On the balance between silylene and silyl radicals in rf glow discharges in silane: The effect on deposition rates of a-Si:H

Abstract

Plasma enhanced chemical vapor deposition (PECVD) of amorphous hydrogenated silicon (a-Si:H) is typically performed in low-pressure (≤0.5 Torr) radio frequency (rf) discharges in gas mixtures containing silane (SiH4). The initiating step is electron impact dissociation of silane, whose products are primarily the silylene (SiH2) and silyl (SiH3) radicals. The ratio of SiH2 to SiH3 in the plasma is important because these radicals incorporate differently into the a-Si:H film; and therefore the characteristics of the film are a function of the ratio [SiH3]/[SiH2]. The initial silane dissociation step is followed by a series of hydrogen abstraction, silylene insertion, and silyl association reactions which subsequently alter this ratio. The branching ratios for electron impact dissociation of silane, as well as the rate constants for the subsequent reactions, have not been measured or are uncertain.

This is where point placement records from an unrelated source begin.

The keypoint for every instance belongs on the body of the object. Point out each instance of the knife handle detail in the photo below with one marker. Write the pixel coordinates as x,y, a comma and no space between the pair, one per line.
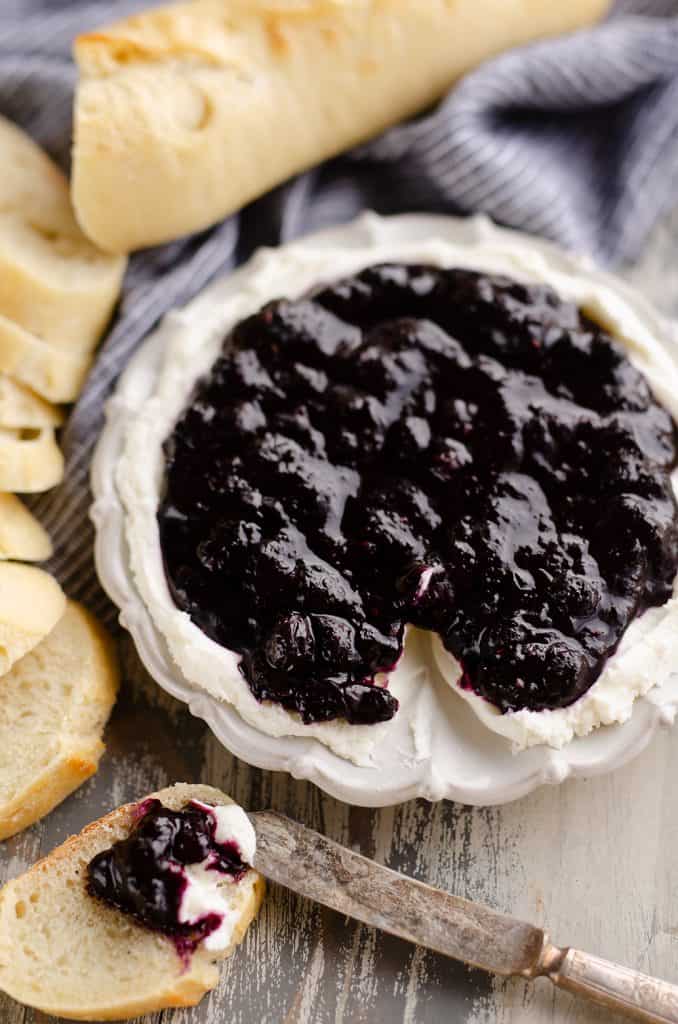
610,985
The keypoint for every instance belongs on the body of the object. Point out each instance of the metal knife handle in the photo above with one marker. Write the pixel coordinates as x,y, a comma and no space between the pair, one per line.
610,985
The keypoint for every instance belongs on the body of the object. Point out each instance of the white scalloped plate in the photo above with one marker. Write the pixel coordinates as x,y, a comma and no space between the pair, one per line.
436,748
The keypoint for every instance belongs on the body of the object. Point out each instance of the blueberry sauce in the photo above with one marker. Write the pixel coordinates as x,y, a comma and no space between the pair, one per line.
436,446
144,875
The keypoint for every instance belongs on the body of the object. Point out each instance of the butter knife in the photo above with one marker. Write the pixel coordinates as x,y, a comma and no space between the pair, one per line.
323,870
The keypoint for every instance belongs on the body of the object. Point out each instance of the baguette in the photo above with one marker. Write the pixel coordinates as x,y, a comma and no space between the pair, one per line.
53,373
22,409
22,537
55,702
53,282
185,113
70,954
31,461
31,604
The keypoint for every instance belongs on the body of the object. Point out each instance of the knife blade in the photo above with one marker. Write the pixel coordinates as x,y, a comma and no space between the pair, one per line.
321,869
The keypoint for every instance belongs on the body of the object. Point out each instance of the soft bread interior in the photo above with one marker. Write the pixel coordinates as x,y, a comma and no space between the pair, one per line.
31,604
31,460
70,954
53,282
22,408
54,373
22,537
54,704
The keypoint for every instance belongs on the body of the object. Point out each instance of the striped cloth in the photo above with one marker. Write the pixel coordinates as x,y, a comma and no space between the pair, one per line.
575,138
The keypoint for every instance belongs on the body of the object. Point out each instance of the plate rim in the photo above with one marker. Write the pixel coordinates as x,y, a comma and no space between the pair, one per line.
305,758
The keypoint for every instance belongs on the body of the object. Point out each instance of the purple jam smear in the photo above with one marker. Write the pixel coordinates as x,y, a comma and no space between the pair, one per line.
437,446
143,875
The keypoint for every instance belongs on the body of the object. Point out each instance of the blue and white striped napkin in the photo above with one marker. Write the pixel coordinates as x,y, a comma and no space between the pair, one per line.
575,138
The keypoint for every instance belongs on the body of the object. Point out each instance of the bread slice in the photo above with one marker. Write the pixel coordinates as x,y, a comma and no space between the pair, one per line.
70,954
22,537
31,460
31,604
185,113
54,373
54,704
53,282
19,407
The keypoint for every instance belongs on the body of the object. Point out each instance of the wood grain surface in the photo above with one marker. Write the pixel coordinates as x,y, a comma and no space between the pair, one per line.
596,860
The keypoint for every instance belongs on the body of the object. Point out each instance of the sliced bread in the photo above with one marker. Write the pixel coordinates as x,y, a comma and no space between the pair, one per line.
53,282
184,113
67,953
54,705
22,408
31,604
54,373
31,460
22,537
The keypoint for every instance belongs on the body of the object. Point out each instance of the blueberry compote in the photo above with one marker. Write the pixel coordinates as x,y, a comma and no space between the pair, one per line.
437,446
144,875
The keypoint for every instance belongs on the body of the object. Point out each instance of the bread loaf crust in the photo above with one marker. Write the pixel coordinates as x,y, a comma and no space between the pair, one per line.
185,113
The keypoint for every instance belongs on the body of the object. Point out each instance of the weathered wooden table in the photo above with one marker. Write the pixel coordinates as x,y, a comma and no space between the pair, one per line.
597,860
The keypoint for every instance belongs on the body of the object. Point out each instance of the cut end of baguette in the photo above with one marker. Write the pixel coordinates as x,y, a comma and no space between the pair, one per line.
31,461
20,408
67,953
54,373
31,604
53,707
54,283
22,537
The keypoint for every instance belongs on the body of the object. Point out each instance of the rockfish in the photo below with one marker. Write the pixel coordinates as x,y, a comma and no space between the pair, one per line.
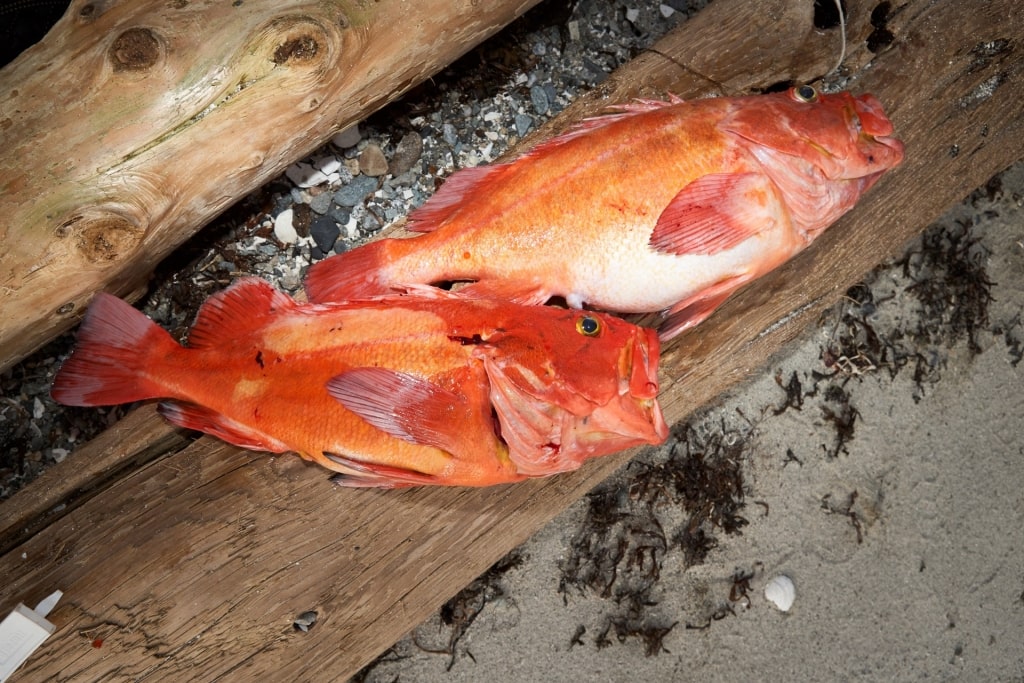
659,207
425,388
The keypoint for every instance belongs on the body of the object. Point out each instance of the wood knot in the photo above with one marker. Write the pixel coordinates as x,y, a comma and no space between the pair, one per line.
299,49
101,237
135,49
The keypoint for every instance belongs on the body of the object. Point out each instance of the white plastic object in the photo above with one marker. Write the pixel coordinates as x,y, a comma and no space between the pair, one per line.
23,631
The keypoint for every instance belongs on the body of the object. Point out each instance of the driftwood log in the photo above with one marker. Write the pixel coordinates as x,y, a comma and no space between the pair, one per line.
195,562
132,124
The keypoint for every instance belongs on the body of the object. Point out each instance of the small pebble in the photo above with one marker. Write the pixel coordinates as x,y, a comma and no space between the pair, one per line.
372,161
348,137
283,228
355,191
573,28
328,165
322,203
450,134
539,96
406,154
325,232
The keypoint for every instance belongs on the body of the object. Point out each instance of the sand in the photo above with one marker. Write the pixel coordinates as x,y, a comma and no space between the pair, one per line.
903,538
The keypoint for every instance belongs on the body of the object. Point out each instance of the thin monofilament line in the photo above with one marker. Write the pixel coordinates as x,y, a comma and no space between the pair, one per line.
842,29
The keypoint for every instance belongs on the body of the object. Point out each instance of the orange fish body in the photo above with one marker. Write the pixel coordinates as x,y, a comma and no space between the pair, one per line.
400,391
663,206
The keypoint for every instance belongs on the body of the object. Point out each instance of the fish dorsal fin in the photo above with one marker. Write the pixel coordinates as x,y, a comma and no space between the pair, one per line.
713,213
403,406
614,114
245,306
450,198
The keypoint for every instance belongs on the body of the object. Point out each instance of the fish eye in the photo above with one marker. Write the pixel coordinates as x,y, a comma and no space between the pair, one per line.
805,93
588,326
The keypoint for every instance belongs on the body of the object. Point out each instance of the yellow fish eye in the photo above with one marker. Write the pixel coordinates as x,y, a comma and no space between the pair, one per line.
588,326
805,93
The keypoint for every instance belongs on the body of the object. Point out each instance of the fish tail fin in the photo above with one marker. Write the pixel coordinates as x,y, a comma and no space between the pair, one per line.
359,273
113,356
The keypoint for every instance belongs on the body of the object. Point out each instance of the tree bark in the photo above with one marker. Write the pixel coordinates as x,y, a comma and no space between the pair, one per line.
196,564
132,124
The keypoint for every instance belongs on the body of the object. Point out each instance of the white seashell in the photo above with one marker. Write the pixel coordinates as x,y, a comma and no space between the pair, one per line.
780,592
304,175
283,228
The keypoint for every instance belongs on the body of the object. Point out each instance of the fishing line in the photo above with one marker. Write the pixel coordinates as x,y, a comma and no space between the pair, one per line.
842,31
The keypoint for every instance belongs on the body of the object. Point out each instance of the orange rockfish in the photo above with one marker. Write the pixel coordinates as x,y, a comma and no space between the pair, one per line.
659,207
397,391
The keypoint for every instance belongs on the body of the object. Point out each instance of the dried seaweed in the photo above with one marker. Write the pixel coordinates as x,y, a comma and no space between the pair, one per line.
459,613
671,505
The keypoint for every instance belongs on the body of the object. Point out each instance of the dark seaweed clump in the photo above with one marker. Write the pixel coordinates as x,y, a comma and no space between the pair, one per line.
631,529
945,275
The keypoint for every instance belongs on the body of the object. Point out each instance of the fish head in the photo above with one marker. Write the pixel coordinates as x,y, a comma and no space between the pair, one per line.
822,150
569,385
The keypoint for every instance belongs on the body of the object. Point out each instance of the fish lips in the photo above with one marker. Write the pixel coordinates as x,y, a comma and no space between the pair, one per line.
546,435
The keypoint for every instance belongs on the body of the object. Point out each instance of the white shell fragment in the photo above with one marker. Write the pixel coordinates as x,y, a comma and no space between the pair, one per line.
780,592
283,228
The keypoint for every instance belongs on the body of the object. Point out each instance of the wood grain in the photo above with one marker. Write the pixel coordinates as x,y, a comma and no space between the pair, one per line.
195,565
132,124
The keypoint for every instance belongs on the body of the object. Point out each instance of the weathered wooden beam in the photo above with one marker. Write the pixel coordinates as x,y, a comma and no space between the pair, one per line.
195,565
132,124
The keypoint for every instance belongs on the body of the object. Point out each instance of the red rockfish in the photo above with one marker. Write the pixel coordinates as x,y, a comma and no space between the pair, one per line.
403,390
659,207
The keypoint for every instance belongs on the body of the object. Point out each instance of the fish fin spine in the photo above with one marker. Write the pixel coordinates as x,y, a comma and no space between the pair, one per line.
245,306
118,353
359,273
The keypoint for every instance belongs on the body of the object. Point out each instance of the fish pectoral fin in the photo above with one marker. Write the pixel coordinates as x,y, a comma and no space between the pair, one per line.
360,474
694,310
504,290
403,406
714,213
193,416
452,195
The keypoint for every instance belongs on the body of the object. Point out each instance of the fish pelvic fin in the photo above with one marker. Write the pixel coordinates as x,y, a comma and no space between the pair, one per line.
192,416
354,473
118,352
403,406
359,273
692,311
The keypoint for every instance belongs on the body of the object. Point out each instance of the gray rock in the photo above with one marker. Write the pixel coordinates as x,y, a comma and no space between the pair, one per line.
325,232
406,154
450,134
355,191
523,122
322,203
372,161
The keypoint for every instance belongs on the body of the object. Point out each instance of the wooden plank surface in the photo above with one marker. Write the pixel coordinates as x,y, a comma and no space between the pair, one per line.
133,124
195,565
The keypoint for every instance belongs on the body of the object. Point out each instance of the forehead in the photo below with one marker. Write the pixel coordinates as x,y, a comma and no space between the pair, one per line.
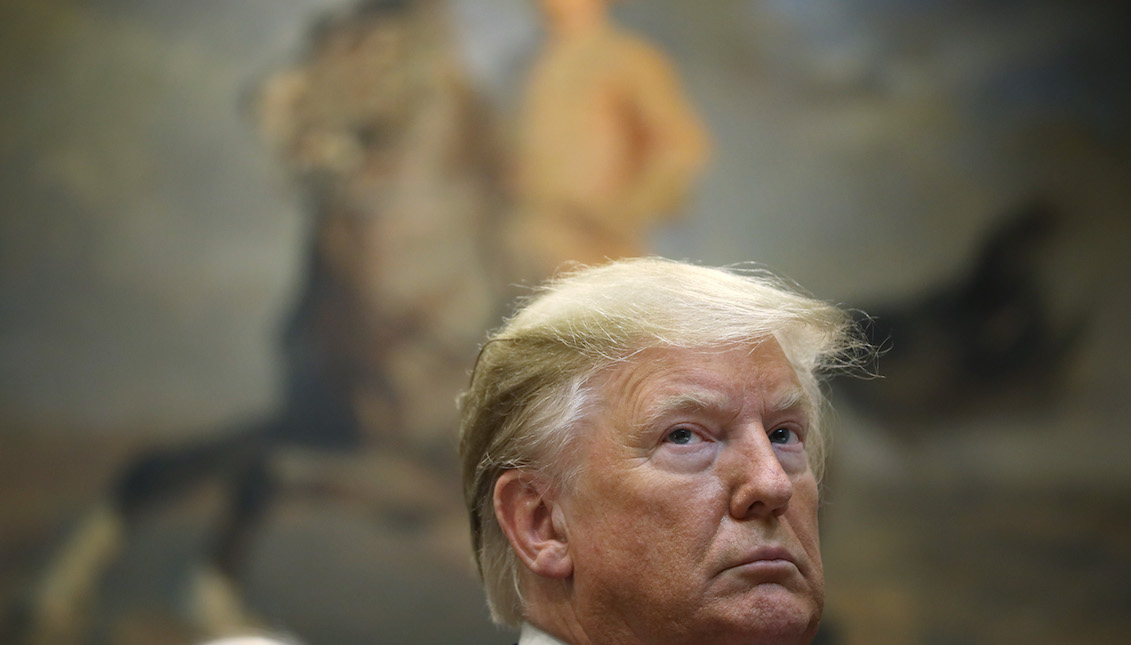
668,379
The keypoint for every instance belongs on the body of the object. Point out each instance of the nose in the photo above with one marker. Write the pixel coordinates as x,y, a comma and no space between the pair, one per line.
758,482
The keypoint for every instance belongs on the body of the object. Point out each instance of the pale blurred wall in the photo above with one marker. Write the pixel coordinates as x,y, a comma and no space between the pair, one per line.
150,244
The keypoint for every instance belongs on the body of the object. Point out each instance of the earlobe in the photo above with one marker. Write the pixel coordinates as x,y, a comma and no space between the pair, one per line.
534,523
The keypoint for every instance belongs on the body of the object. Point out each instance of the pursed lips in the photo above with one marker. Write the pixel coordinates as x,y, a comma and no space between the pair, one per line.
766,556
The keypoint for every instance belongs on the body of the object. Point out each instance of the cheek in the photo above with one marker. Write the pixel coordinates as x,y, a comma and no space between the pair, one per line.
803,516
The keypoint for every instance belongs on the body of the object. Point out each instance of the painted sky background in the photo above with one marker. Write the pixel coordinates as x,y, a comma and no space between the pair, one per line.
149,243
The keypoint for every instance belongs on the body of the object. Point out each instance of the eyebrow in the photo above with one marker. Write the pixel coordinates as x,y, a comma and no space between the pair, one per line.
685,402
697,401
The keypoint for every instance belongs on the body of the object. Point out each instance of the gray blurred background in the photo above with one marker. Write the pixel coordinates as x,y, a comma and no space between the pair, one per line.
152,244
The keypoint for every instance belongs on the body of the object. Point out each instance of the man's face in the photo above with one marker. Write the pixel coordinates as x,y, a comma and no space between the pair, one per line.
694,518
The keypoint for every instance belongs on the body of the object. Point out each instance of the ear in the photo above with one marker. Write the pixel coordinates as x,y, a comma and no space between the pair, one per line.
534,523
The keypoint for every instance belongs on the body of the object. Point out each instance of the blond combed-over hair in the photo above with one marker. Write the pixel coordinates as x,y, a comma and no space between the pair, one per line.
529,387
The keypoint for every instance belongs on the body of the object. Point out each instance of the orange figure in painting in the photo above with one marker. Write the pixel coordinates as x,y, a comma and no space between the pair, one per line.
607,143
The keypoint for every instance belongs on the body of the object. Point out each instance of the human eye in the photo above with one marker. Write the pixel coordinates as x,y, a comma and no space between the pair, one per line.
784,436
682,436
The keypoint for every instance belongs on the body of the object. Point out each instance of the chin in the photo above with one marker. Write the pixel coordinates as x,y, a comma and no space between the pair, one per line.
778,616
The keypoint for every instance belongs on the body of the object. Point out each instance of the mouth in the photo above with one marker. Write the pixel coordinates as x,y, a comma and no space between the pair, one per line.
767,560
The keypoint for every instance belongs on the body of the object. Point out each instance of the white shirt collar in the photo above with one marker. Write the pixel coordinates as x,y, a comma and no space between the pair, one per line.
532,635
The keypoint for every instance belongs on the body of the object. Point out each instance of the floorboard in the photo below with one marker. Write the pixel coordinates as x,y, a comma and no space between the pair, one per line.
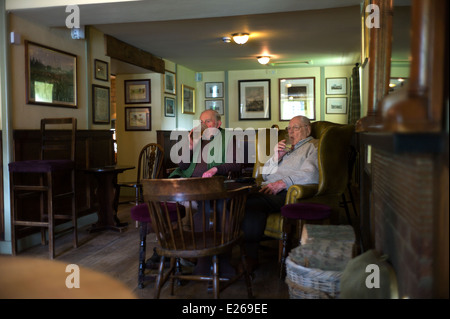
116,254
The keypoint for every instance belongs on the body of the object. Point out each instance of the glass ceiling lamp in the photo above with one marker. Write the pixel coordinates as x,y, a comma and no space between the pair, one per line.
263,59
240,38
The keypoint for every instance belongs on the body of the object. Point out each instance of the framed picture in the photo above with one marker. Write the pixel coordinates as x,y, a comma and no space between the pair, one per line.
138,118
213,90
170,82
169,107
254,99
100,104
336,86
297,97
336,105
51,76
397,83
187,99
137,91
101,70
216,105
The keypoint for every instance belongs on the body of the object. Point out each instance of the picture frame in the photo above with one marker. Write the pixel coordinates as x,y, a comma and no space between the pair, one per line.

Using a model for a rf discharge in silane gas mixtures, the effects of branching ratios for silane dissociation, and rate constants for key reactions are investigated. We find that in order for SiH3 to be the dominant radical, as currently thought, its branching ratio from electron impact dissociation of SiH4 must exceed 0.75, and the yield for H atoms in the branch for SiH2 must also exceed 0.75. The deposition rate of a-Si:H is then controlled by the yield of H atoms and the subsequent generation of radicals by hydrogen abstraction from SiH4. These results require that the silyl association reaction has a rate constant ≤10−11 cm3 s−1, and that the rate constant for insertion of SiH2 into silane exceeds 10−11 cm3 s−1.